Hailing from Granbury, the group known as the Wet Veterans was founded November 2013 by Pat and Mike Stewart. Pat, a swimming instructor at the YMCA, began helping vets in the faith- and family-based organization, hence the groups’ name. It has since introduced the group to the TREAT program.

While all of the riders are veterans, they do not necessarily have military sustained-disabilities. Though TREAT focuses on numerous disabilities, ranging from ADHD to more severe incapacities, the new program emphasizes making life easier and more enjoyable for veterans and their families.

“The veterans program is extremely flexible with the riders,” said instructor Dr. David Snyder. “Most ride as long as they can, due to age disabilities, but we do have a few that are independent riders that can ride on their own in the arena.”

Since most of these riders are older, they can only stay on a horse for short periods of time.

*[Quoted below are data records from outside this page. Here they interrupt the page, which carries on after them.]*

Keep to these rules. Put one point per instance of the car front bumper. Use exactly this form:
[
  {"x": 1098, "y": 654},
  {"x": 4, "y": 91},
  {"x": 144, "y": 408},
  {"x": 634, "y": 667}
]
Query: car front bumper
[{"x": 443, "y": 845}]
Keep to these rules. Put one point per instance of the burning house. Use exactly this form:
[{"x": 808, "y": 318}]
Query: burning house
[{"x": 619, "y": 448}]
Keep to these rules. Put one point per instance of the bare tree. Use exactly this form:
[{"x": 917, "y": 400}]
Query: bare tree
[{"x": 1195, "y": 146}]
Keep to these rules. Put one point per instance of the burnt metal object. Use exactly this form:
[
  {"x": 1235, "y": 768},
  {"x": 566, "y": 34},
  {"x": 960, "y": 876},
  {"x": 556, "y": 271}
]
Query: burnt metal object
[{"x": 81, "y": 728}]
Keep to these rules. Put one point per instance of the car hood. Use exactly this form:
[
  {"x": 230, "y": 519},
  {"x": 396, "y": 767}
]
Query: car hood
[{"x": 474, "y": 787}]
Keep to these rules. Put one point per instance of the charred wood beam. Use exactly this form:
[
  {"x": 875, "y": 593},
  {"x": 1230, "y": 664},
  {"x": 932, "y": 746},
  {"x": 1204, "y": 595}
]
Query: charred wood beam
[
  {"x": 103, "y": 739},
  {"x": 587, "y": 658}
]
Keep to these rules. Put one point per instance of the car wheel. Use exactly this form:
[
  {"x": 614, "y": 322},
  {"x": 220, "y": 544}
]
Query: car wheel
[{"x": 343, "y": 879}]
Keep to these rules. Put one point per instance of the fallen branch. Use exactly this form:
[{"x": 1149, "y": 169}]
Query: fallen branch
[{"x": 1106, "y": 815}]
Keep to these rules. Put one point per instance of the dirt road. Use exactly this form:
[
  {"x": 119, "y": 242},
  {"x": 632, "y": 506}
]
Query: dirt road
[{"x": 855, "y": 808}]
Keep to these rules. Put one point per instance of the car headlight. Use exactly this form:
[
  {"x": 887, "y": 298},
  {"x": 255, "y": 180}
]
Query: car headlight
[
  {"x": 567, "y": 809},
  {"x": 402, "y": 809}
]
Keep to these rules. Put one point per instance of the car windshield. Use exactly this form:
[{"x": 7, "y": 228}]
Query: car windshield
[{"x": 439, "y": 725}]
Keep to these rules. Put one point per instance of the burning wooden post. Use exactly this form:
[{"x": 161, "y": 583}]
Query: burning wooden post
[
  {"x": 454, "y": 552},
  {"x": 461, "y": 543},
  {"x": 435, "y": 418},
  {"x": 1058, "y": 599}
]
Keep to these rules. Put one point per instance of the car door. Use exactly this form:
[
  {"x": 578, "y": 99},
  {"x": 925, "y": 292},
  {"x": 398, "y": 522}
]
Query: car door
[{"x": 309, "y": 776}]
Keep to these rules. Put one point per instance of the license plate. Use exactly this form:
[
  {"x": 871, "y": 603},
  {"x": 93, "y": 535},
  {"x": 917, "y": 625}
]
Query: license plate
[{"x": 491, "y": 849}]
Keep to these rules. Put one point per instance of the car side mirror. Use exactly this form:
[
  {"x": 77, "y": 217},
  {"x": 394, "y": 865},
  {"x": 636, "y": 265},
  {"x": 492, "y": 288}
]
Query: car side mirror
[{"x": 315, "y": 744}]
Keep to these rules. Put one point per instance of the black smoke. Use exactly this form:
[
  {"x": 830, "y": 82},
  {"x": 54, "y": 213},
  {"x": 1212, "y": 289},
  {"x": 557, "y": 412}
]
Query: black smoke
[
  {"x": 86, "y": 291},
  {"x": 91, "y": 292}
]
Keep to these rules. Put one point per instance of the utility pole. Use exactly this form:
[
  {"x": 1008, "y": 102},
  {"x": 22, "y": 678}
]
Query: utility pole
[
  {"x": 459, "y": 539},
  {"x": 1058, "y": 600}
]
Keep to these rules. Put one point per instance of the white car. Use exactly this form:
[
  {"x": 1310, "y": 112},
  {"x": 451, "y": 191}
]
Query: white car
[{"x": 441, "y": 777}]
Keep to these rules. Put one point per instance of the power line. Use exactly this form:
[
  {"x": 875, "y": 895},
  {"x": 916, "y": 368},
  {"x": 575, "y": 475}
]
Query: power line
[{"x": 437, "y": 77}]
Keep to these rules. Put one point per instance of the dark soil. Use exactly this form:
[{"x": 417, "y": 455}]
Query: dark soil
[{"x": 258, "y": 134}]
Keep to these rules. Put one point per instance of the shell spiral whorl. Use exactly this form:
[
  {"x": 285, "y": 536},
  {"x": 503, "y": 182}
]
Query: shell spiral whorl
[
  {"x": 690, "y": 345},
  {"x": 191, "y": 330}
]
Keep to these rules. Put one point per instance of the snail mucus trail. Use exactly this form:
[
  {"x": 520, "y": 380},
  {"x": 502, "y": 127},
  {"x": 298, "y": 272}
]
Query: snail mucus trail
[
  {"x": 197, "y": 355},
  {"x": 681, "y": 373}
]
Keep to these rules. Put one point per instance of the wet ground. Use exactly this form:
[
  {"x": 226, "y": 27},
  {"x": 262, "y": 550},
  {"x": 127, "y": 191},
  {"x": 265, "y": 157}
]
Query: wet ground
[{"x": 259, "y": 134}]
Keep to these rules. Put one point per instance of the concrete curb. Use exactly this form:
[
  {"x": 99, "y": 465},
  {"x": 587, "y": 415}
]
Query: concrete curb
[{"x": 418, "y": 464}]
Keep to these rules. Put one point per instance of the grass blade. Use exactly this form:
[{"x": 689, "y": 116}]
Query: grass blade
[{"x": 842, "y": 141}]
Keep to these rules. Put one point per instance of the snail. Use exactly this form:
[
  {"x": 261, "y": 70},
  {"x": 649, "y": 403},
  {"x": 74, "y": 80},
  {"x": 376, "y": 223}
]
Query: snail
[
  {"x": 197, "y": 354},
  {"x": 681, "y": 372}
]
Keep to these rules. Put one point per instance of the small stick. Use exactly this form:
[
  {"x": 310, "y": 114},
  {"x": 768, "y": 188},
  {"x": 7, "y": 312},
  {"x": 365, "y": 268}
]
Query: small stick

“They can get on and off as many times as they want; this is a free program geared towards them,” Snyder added.

While most months range from 10 to 15 riders, there have only been a few instances where Stephenville veterans have attended. As awareness for the program continues to grow, local vets are encouraged to bring their families and attend these monthly rides.

Since the program is hoping to increase from rides once a month to once a week, volunteers are encouraged to come and help assist these rides.

“The TREAT helpers are students in the Equine Assisted Therapy class, an upper-level elective to all students, but the helpers for the veterans program are on a completely volunteer basis,” said Snyder.


TREAT routinely guides riders as they ride horseback at the TSU Equine Center.
Photo by Cameron Cook

Along with the vet program, TREAT has also been recently recognized on a international level.

“Horse chiropractor Larry Smith works (for free) on our therapy horses and brought an eight man crew with three cameras to film him working on the horses, interview TREAT instructors and film some riders,” said Snyder.

Smith will be entering the film in the nationwide contest by Ford and the Professional Bull Riders Association (PBR) known as “Ford Good Works.” This is a yearlong contest for citizens to submit films performing good works with their Ford trucks that will be shown as a commercial during televised PBR events.

While the program strives to pave the way for numerous riding opportunities, the veterans program will continue to grow and would eventually like to help veterans on more than one level.

“Right now we are clueless as to how to deal with Post Traumatic Stress Disorder,” Snyder explained, “but we are hoping to expand our instructor’s knowledge of how to better deal with psychiatric needs.”